一方、ANAHDと比べ「良くも悪くも人を大事にする社風」とJAL社員が自ら称する同社では、本体所属のある若手CAが会社の雇用確保策におおむね理解を示す。

 この若手CAによると、特に21年度になって社外に出向するCAが増えた。地方自治体の事務だけでなく、中央省庁幹部の秘書として働いている同僚もいるという。

 CAの間で特に人気が高いのがコールセンターで、客とは電話で声のみのやりとりとなるが、接客スキルの活用や向上につながると考えられている。受け入れ側の繁忙期に募集が増える。

 コールセンターと同じくらい人気なのが冒頭で紹介した「JALふるさと応援隊」だ。フライトのない日に動画の収録などをすればよく、応募が殺到しているというが、「ふるさと応援隊はCAの基本給の中で行う業務で、追加の給与の支払いはない」(JAL広報部)。

 そのため、「同僚に聞くと、年収はコロナ発生直後は半減していたが、国内線の需要回復や出向先からの給与で、3分の2程度にはなっている」(前出のJAL本体の若手CA)。

 さらにJALでは「CAよりグランドホステスなど地上職の待遇はより厳しい」(JAL関係者)との声がある上、「外資系航空会社なら、クビになって終わり」(前出のANAグループ会社CA)というもっと悲惨な現実もある。
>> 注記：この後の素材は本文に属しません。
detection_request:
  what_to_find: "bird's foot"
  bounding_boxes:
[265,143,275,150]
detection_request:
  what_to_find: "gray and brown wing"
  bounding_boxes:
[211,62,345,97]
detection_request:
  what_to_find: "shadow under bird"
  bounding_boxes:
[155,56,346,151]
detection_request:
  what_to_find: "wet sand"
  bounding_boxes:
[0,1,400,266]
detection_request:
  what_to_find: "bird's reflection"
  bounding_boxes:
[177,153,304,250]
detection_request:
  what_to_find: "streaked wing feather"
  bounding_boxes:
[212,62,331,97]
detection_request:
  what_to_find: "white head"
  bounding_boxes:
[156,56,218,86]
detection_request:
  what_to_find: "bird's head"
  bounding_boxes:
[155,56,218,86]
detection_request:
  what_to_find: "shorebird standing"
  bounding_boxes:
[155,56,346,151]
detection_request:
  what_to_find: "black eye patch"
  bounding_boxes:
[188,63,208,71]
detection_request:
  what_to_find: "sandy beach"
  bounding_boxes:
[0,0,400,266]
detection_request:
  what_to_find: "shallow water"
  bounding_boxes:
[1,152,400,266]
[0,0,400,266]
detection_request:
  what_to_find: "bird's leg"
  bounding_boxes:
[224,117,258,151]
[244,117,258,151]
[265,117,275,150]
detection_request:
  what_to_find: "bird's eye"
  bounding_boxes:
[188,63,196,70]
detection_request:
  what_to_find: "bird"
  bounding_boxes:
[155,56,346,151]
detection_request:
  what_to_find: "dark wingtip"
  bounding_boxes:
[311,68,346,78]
 経営へのダメージが比較的軽いJALは23年度入社の本体のCAの募集を再開するが、ANAHDはピーチは募集するものの、本体のCAは募集しない予定だ。

 フライト激減という未曽有の事態で会社の対応も追い付かず、生活苦に陥ったCA。コロナの感染状況が再び悪化した場合、JALとANAHDは雇用を維持し続けられるだろうか。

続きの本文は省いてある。